Here’s the gift my mother gave me that day. She stood by me, as she had never been able to do when I was young. In that moment, her maternal instincts kicked in and she did what was best for her child. I had a mother again.
           
​My mother’s reaction allowed us to move forward in our relationship. I could be myself with her. I could tell the truth. I could respect her. And I know I am very lucky, because often this is not the way these revelations turn out. And, here’s the really important part: Had her reaction been the opposite, had it been my worst nightmare, I still would have been glad that I confronted her. It really was about me telling my truth. That’s where my true healing came.

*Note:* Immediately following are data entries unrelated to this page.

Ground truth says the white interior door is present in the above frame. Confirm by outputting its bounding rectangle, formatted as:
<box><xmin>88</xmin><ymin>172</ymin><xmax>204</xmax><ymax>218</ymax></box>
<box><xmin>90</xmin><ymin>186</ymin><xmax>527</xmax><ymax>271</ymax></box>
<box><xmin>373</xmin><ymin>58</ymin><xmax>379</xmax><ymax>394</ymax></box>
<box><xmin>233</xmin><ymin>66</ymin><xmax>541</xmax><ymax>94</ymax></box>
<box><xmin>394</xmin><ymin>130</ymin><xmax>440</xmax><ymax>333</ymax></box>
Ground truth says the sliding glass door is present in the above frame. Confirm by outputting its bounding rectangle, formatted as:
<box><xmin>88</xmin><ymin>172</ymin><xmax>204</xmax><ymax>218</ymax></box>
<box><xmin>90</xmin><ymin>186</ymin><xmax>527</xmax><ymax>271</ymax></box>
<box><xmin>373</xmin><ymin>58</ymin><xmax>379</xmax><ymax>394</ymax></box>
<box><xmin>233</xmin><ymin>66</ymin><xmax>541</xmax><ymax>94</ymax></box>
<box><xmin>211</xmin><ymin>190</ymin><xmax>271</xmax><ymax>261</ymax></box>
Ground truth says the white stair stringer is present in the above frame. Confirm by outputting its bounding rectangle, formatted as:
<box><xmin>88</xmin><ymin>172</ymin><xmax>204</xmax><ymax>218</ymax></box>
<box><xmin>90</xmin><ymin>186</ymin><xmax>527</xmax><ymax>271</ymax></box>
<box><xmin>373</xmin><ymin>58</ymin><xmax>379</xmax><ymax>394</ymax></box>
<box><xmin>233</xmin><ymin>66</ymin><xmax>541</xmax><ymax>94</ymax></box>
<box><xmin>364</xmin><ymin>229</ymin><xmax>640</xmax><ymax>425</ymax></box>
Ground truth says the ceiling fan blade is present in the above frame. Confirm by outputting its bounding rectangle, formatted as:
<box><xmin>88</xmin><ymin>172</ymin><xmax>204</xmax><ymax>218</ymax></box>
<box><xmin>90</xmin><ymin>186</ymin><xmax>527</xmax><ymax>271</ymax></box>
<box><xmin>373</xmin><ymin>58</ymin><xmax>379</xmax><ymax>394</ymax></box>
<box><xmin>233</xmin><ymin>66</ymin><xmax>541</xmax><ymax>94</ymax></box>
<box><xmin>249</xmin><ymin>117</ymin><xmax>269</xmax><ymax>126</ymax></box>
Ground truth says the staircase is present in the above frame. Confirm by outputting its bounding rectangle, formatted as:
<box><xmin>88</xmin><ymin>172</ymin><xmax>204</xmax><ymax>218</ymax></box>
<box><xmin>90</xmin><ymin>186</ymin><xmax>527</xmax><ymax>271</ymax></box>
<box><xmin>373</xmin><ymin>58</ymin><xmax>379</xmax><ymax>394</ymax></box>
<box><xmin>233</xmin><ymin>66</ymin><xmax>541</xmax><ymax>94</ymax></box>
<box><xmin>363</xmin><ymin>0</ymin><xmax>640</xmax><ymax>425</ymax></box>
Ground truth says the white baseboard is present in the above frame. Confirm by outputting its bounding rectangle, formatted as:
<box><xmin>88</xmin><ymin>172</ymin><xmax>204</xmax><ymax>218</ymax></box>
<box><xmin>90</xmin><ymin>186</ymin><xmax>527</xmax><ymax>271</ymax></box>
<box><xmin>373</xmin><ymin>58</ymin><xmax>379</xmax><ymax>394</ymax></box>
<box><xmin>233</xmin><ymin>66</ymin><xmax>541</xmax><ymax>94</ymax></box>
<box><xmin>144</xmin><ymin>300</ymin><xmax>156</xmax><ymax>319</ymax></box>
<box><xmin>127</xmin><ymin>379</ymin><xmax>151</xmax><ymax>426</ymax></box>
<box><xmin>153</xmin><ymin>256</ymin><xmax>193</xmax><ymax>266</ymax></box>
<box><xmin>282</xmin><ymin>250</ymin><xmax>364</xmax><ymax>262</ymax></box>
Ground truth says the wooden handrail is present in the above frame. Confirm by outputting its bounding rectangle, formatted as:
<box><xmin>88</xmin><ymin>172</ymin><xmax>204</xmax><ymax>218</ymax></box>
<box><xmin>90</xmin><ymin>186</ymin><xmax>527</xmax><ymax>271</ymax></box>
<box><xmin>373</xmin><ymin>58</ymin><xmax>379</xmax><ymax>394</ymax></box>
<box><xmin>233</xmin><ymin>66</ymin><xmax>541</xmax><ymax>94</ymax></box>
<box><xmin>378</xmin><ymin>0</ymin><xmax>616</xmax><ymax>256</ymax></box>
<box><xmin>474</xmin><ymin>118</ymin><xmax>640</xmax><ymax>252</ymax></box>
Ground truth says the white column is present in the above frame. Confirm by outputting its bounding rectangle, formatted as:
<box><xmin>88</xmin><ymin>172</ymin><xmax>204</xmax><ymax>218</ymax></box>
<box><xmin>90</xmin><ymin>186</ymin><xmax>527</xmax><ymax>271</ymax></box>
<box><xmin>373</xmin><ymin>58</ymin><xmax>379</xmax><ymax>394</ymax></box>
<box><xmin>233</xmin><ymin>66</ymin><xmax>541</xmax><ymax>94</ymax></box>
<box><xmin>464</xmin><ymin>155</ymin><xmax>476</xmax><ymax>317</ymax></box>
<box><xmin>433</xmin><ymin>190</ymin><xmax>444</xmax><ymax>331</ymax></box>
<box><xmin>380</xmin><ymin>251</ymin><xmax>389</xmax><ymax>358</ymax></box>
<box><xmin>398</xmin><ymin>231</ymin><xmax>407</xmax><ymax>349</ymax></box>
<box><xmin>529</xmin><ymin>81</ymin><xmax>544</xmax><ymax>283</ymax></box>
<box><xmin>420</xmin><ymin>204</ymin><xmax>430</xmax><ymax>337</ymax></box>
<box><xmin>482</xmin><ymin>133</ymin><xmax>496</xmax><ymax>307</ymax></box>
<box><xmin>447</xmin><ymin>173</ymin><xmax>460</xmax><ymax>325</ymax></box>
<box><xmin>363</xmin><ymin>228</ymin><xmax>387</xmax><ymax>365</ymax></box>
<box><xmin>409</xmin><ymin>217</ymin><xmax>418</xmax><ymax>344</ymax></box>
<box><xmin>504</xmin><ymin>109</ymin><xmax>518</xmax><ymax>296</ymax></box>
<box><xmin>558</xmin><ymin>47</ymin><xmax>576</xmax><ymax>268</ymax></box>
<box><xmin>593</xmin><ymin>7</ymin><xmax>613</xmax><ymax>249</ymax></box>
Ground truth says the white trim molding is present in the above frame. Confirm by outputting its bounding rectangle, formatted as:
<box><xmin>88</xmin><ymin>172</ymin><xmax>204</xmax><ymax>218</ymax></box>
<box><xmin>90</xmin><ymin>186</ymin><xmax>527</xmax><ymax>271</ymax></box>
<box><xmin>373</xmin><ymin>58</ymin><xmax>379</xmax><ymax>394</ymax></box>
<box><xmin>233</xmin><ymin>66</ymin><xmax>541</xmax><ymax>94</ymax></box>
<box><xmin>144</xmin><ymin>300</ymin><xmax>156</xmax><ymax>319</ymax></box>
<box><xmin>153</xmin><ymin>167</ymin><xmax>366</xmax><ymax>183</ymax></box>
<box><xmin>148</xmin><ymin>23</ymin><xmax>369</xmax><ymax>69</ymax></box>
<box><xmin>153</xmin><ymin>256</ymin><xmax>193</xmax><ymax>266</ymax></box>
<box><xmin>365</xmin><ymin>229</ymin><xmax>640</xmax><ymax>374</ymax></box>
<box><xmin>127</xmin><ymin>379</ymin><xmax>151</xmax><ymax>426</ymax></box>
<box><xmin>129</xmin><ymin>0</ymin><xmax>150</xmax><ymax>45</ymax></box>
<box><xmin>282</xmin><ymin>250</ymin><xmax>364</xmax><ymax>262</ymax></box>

Our Walk Together - Questions and Answers

Why tell these people who can be so hard to tell? Why not just tell the “safe” ones?
 
Let me make this clear. There may be people you choose never to tell. It just won’t be worth it to you. If they are really crazy or abusive themselves, not telling them is a legitimate choice. If they are at the end of their lives and you love them and know it would be devastating to them, you may decide not to tell them. There are a number of circumstances in which you may choose not to tell.
           
But, sometimes, it becomes too much to live in a divided world—the world where you have told your truth and feel really good about that, and the other world where you are still pretending nothing happened. For me, this dual existence came to be intolerable. I was no longer willing to pretend, with anyone, that what happened to me as a child didn’t actually happen.
 
What do you mean about the telling being about you rather than about the other person’s reaction?
 
You know the time is right to tell when your motive is to tell the truth simply for the sake of the truth. Period. Nothing else. When it is no longer about that person believing you, or feeling sorry for you, or apologizing. When getting a particular reaction is not your reason for telling, you are ready.
           
You also need to have enough of a support system in place so that it will not devastate you if the person has an undesirable reaction. If they go nuts and call you a liar, that won’t feel good, but you will be able to understand that their reaction is all about them. It’s not about you.
 
I don’t understand how you can say that your mother had known all along, but that you also believed she didn’t know on a conscious level. Please explain more about that.
 
I believe everyone who lives in an incestuous family environment knows something is wrong. Those who are not able to bring that knowledge to a conscious level employ a tremendous amount of denial. So, while my mother did not know on a conscious level, I believe a deeper part of her sensed that something was terribly wrong with her child. For her, it would have been too unsafe to let these concerns rise to the conscious level. So, in that sense, she didn’t know a thing.

Action Steps

Your first action is to decide if, at this point, there is anyone who was there whom you want to tell. If the answer is “no,” honor your instincts about this. If, at a later point, you become conflicted about living in today’s truth most of the time, but at other times feeling like you have to revert to the childhood burden of pretending nothing happened, then reconsider the matter of whom you wish to tell.
           
​If you decide you want to tell someone who was there, then consider the following questions:
 
  • What is my real reason for wanting to tell? If it has anything to do with getting a particular response from the person, or hurting the person, then you should probably wait until you have a different answer.
  • What will I say?
  • Is there anything I will request of them before I begin the discussion? (For example: “All I want you to do is listen. I am not asking for a response.”)
  • Is there anything they might say that would be damaging to me? If so, you might want to wait. Only you can decide what would be damaging to you at any point of your healing.
  • When and where will I tell them?
  • Would I like to have anyone there with me for support?